The men operating those machines are cutting mountains for a development, which is as mesmerizing to watch as it is appalling to think about. You grasp the enormous scale of this project from the long shots that the director Nikolaus Geyrhalter (“Our Daily Bread”) liberally uses. These shots tend either to render people invisible (when inside the machines they operate) or to turn them into undifferentiated specks. There’s a strangely paradoxical and dystopian quality to these visions, which are at once wholly human and inhuman. If this were science fiction, you could say the machines had already risen, which would be almost reassuring in its nihilistic finality.
Geyrhalter’s filmmaking is cool, measured and almost clinical. Serving as his own cinematographer, he gives the movie pictorial grace and balance (his framing is impeccable) but not too much beauty, as is appropriate given the material. You marvel at, and think about, the sites instead of the virtuosity of his filmmaking, and listen to the people he interviews, what they say and what they pointedly don’t. Here and there — in a Spanish copper mine, an Austrian tunnel, an Italian quarry — earth moving, digging and drilling is taking place on a staggering scale. It’s altering the planet’s crust, that thin outermost layer which constitutes about 1 percent of its volume.
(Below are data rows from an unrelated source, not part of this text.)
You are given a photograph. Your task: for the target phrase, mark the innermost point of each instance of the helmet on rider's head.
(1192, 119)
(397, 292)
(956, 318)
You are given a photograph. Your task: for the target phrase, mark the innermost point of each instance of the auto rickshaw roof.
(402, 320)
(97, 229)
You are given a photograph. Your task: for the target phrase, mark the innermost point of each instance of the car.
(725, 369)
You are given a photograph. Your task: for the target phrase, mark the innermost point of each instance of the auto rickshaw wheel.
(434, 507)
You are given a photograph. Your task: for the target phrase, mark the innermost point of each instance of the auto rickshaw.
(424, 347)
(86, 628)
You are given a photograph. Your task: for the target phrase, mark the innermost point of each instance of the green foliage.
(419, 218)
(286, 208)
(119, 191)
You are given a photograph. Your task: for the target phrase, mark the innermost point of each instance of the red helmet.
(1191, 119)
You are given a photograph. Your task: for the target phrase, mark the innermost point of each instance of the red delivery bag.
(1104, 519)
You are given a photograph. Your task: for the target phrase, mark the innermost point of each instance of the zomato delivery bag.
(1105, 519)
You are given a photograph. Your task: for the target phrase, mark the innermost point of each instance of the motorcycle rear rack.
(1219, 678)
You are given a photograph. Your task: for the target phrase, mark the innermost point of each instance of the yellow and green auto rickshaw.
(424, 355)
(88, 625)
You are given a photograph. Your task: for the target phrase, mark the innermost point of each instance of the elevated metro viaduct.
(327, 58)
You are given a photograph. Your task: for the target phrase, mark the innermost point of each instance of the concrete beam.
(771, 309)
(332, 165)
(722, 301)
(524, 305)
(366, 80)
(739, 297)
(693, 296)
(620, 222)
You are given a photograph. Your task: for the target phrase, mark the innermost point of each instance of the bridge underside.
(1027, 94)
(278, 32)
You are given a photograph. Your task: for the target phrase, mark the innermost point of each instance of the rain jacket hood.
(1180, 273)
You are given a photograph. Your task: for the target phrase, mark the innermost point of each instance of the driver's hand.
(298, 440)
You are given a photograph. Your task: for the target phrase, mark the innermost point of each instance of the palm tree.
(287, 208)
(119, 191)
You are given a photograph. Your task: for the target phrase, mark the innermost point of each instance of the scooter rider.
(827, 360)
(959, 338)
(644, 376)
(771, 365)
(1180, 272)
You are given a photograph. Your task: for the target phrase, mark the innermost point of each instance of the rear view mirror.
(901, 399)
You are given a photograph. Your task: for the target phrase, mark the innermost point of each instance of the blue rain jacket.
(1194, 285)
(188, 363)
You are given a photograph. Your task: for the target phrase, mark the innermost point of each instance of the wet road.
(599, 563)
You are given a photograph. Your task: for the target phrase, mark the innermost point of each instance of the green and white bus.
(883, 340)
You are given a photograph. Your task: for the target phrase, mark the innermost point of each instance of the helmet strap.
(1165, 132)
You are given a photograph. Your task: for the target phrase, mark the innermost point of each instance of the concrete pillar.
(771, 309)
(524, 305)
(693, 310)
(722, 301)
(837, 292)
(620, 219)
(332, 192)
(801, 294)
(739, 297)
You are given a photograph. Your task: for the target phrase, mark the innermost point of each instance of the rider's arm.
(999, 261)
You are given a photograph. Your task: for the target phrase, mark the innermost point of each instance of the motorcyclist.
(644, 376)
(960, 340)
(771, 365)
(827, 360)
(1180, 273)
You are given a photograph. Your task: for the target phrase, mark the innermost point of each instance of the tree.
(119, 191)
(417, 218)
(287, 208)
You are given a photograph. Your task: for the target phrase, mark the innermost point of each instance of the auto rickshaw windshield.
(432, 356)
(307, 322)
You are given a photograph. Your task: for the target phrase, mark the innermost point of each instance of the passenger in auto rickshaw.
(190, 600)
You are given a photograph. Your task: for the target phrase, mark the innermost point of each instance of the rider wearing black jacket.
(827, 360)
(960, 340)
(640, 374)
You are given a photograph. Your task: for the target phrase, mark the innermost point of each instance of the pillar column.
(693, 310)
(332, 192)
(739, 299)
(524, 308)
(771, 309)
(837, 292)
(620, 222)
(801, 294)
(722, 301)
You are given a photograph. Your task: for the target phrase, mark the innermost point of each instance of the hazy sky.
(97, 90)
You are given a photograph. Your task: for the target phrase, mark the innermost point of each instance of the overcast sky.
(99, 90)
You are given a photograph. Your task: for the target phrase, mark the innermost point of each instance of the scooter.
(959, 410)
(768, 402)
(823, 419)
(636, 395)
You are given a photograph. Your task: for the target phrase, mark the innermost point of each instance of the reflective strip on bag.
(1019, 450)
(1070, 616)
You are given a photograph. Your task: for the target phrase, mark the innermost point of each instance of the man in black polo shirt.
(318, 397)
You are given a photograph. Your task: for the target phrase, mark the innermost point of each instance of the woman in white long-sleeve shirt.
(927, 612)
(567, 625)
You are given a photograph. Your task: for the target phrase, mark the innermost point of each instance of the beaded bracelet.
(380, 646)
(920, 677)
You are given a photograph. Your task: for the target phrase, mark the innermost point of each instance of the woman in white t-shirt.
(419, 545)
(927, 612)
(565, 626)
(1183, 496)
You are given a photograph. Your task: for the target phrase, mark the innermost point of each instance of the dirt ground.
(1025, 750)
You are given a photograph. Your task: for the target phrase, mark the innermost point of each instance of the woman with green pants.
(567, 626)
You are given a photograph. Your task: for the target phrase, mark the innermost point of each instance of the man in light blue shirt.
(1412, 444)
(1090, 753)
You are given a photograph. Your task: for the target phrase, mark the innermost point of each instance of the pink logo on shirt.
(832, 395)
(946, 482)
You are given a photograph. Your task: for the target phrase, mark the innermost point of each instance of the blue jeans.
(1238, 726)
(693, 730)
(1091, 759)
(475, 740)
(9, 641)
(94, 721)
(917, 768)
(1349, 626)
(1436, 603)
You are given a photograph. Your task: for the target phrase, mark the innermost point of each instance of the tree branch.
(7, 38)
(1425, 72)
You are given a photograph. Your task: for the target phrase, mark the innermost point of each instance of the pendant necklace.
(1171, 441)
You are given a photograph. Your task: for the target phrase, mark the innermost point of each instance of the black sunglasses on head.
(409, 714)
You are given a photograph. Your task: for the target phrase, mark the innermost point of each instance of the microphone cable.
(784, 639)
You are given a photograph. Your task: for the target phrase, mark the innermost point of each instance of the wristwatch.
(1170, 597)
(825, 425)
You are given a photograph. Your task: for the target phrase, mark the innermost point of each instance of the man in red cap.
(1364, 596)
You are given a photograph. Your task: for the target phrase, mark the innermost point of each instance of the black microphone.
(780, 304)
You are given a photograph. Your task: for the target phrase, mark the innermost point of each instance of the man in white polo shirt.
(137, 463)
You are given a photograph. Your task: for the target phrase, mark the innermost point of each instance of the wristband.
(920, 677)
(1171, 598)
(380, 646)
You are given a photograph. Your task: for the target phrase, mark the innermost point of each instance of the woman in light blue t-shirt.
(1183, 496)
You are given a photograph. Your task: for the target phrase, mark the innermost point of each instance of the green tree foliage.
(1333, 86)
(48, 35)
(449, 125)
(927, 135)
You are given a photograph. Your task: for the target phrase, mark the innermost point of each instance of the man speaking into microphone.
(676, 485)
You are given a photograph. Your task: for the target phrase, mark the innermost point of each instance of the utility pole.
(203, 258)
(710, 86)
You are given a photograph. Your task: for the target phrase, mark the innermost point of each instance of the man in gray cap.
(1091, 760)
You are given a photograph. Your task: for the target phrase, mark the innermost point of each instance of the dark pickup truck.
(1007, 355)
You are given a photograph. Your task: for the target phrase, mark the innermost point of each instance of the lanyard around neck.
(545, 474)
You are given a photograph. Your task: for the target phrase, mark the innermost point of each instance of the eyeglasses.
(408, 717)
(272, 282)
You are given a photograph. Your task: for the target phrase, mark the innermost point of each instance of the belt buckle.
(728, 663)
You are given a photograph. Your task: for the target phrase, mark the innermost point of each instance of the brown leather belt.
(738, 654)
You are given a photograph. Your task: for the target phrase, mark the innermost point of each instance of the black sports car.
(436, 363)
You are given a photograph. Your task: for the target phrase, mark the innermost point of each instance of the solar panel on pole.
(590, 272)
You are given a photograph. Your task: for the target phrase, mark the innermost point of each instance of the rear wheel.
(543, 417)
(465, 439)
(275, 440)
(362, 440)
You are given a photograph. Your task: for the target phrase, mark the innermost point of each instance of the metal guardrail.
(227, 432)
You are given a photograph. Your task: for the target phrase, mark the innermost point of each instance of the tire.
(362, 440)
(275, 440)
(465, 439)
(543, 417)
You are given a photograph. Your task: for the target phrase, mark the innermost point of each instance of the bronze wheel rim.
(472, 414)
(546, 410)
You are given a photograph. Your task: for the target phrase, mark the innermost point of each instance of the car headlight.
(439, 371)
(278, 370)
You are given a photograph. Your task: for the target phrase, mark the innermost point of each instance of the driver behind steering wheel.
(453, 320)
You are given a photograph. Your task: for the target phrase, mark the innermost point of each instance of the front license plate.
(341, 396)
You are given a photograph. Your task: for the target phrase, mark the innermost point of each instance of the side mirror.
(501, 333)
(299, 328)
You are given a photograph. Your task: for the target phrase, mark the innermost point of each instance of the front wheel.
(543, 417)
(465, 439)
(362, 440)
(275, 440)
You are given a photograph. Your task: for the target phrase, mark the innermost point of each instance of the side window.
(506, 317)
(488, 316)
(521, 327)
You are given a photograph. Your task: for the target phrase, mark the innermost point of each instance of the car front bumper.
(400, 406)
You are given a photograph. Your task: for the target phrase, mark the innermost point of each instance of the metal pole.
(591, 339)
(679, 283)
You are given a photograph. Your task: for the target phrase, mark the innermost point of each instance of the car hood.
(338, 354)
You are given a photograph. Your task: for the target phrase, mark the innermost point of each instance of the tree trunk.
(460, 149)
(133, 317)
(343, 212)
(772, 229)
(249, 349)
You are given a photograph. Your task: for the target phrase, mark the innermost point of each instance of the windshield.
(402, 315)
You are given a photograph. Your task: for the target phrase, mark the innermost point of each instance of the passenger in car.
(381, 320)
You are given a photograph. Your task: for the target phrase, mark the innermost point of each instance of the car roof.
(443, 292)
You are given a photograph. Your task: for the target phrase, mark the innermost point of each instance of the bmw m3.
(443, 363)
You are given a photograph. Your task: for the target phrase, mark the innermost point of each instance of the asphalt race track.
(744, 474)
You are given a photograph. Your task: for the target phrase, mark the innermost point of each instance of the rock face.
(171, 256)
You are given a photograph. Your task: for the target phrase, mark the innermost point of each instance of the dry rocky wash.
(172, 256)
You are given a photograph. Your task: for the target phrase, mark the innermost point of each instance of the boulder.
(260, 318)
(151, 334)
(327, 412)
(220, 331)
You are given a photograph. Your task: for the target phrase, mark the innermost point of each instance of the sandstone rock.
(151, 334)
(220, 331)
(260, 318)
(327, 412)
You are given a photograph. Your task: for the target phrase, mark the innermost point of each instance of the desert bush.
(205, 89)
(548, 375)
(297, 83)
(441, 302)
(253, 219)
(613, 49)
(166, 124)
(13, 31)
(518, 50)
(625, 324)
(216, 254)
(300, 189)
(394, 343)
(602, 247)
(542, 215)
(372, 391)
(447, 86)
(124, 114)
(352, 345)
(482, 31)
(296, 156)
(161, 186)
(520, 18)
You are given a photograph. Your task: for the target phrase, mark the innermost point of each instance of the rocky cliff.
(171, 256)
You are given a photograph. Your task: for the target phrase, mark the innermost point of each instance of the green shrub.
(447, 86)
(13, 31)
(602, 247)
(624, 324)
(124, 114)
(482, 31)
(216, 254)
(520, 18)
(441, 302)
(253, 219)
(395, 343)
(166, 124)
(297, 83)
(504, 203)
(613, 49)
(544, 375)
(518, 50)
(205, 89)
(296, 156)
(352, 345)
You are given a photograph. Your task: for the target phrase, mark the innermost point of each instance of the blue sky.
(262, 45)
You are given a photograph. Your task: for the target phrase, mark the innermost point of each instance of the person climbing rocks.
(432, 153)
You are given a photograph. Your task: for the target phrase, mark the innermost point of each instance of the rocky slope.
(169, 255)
Geyrhalter introduces each of the seven sites in the movie with an overhead shot, the kind that’s often called a bird’s-eye (or God’s-eye) view but is now more associated with Google Earth. This shift in how we describe our world (from birds to software) is itself instructive. “Earth” belongs to an unsettling group of movies about the Anthropocene, a classification that’s used to distinguish our human-influenced geological epoch. In 2000, the scientists Paul J. Crutzen and Eugene F. Stoermer traced the start of this new era to the latter part of the 18th century, noting the ravages that have come since: a human population explosion, species extinctions, greenhouse gases and all the grim rest.
“Without major catastrophes like an enormous volcanic eruption,” Crutzen and Stoermer wrote, “mankind will remain a major geological force for many millennia, maybe millions of years, to come.”
You would think from this diagnosis and from everything in “Earth,” with its eerily ravaged landscapes, that Geyrhalter’s documentary would be too painful to watch. And it can be tough going. Yet, despite its apocalyptic visions, it feels curiously optimistic because Geyrhalter hasn’t given up on us. It would have been easy to rile us up, to exploit our tears and fears. But only an idealist treats his audience with as much respect as he does here. And only an idealist invites his audience to look at the world as closely and deeply as he does as he reminds us that it is only by seeing — really seeing — the world as it exists, that we stand any chance at all of saving it.